Lawyer Using Free Cloud Services

Why Are Free Cloud Services A Risk To Law Firms?

Lawyer Using Free Cloud Services

Free Cloud Services Are A Risk To Law Firms: Questions & Answers

Is your law firm using a free cloud-based service? Have you checked your EULAs for any free cloud services you might be using? This is essential to ensure you’re not storing confidential information in a solution that’s not secure.

What Is A EULA?

An EULA is an End-User License Agreement or software license agreement between you (the purchaser) and the licensor (the software company) that defines the ways the software can be used and your rights to use it.

Have You Reviewed EULAs For The Free Cloud-Based Storage Solutions You Use?

Because some of the free storage solutions like DropBox, Google, and others won’t meet your client confidentiality requirements, you shouldn’t use them. Unfortunately, some attorneys still do, and as a result, they’re putting their client data and their law firms at risk.

Why Is The EULA So Important?

As mentioned, you must ensure your end-user license agreement (EULA) for any software you use, (especially free software) is thoroughly checked to make sure confidential information isn’t being stored in the open.

We recommend that our clients, especially those in the legal field, use cloud-based storage solutions that are paid for (like Microsoft Office 365 or paid versions of G-Suite Services). These state under their terms of service that any mining of data is protected.

Beware Of Free Dropbox For Lawyers

Dropbox for Lawyers has free and paid accounts. Some have signed up for the free service because they get 2.5 gigabytes of space at no cost and an option to get more space if they refer a new account holder.

Plus, they can upload and even share files through the free account. This sounds like a good deal, but it’s not if your confidential data is at risk.

Do Your Homework

When looking for a cloud-based solution for your document storage and collaboration needs, make sure that you do your research and consider how the available options will affect your clients’ confidentiality.

While you might think the free version of Dropbox for Lawyers gives you a quick, no-cost solution to upload and store files, it could end up costing you in fines and legal fees when your clients and regulatory authorities find that data was breached.

Plus Dropbox for Lawyers can cause serious issues when it comes to the precise level of document management needed in the legal industry. Between ethics and organization, none of the no-cost solutions should be your law firm’s go-to answer for cloud-based collaboration and storage.

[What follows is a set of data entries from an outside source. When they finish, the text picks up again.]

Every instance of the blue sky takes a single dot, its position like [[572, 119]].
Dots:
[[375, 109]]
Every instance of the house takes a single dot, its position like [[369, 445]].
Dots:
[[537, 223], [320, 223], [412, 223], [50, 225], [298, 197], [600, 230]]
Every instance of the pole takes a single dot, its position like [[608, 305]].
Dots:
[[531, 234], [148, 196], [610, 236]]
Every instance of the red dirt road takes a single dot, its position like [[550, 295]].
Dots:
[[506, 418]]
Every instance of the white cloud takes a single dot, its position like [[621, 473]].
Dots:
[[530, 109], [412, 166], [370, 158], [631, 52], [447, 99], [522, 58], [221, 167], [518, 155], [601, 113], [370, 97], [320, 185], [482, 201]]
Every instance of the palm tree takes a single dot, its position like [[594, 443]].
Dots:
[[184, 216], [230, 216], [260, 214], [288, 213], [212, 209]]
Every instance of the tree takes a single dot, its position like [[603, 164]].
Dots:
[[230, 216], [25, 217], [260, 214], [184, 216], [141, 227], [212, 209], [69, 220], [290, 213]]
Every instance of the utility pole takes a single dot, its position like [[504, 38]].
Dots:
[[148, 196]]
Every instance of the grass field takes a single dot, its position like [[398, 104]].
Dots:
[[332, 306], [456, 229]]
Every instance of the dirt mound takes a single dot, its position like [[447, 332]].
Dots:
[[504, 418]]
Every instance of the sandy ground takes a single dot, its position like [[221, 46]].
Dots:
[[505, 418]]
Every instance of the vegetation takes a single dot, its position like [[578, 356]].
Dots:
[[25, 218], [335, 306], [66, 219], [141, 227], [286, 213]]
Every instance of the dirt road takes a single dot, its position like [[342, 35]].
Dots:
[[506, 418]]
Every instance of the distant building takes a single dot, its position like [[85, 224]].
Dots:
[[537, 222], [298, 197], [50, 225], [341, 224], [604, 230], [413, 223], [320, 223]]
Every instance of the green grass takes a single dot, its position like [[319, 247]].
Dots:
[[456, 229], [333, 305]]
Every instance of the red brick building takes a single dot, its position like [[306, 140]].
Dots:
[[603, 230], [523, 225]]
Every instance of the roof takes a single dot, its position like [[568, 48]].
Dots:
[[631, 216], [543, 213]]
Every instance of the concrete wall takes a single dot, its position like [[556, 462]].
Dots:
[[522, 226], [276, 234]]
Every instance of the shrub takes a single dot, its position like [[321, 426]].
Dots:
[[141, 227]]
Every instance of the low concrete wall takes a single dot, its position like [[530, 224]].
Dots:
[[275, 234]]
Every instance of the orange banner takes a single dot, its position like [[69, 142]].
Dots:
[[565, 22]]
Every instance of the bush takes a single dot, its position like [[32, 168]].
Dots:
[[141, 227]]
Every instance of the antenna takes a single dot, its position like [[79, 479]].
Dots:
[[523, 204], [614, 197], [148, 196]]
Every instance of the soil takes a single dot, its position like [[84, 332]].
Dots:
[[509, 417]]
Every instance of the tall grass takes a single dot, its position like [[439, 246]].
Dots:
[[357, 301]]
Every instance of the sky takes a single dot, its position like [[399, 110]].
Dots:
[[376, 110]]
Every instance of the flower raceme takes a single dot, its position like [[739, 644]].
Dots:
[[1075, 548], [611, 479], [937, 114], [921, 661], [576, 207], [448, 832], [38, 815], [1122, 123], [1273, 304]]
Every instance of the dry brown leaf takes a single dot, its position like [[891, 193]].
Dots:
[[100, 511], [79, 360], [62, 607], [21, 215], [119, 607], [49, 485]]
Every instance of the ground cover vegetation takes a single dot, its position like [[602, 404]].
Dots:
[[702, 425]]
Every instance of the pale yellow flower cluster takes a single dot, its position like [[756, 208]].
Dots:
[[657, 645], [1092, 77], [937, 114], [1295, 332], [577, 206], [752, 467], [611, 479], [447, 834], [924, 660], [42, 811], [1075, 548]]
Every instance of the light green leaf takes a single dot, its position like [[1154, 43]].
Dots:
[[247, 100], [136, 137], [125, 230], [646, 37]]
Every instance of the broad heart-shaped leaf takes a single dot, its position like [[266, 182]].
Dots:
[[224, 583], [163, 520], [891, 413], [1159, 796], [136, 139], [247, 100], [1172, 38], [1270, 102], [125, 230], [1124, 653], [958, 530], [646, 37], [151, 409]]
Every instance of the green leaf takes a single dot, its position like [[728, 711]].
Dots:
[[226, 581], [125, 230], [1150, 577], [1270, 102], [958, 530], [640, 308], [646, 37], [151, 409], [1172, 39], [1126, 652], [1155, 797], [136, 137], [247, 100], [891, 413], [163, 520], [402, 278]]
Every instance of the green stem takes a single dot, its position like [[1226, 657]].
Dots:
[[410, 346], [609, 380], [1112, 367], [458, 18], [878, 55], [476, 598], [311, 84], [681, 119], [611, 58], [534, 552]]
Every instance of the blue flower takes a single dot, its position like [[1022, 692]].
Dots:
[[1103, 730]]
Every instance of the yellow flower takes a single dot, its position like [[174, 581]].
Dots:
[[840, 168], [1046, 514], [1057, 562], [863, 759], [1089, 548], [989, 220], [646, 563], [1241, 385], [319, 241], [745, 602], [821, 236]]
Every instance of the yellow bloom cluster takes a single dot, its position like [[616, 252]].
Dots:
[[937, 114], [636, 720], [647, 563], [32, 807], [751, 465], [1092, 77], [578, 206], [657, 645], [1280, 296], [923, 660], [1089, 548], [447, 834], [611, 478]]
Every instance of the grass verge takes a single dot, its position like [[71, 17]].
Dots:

What Should You Look For In A Cloud-Based Solution?

Other than a EULA that guarantees the security of your confidential data, look for a cloud-based solution with law firms in mind. One that:

  • Uses at least 256-bit AES encryption to secure your files.
  • Provides In-transit encryption, so your files remain encrypted while being uploaded to the Internet or downloaded to your computers.
  • Uses Zero-knowledge encryption where only you have access to your encryption keys. Your cloud provider shouldn’t have access to them, and the keys shouldn’t be stored on their servers.
  • Is HIPAA compliant if you work for doctors or healthcare organizations.
  • Integrates with Microsoft Office so you can save your documents directly to the Cloud.
  • Provides indexing and search capabilities where you can find names and content in every document, as well as emails.
  • Has the ability to compare older documents to their newer counterparts.
  • Lets your employees check-in and check-out of documents to ensure only those authorized can access documents, that you know when they do, and that they are working on the most updated versions.
  • Has a system for document tagging and profiling.
  • Provides notifications when documents are updated or edited.
  • Offers document organization and storage that can be arranged by matter.
  • Has easy-to-use email management and search options.
  • Comes with an interface that’s intuitive and easy for your staff to use.
  • Is compatible with the other systems you use.
  • Provides customer service that’s readily available.

Can You Use Any Of The Free Software Services?

You can use Google’s free services to write blog posts, create and update website information, and for operations where confidential data isn’t included. There are some great tools in the Google Suite, but using them for anything related to sensitive client data isn’t recommended.


We urge our legal clients (actually all of our clients) who work with or store confidential data to always check the EULAs in the software they use to ensure sensitive data won’t be exposed.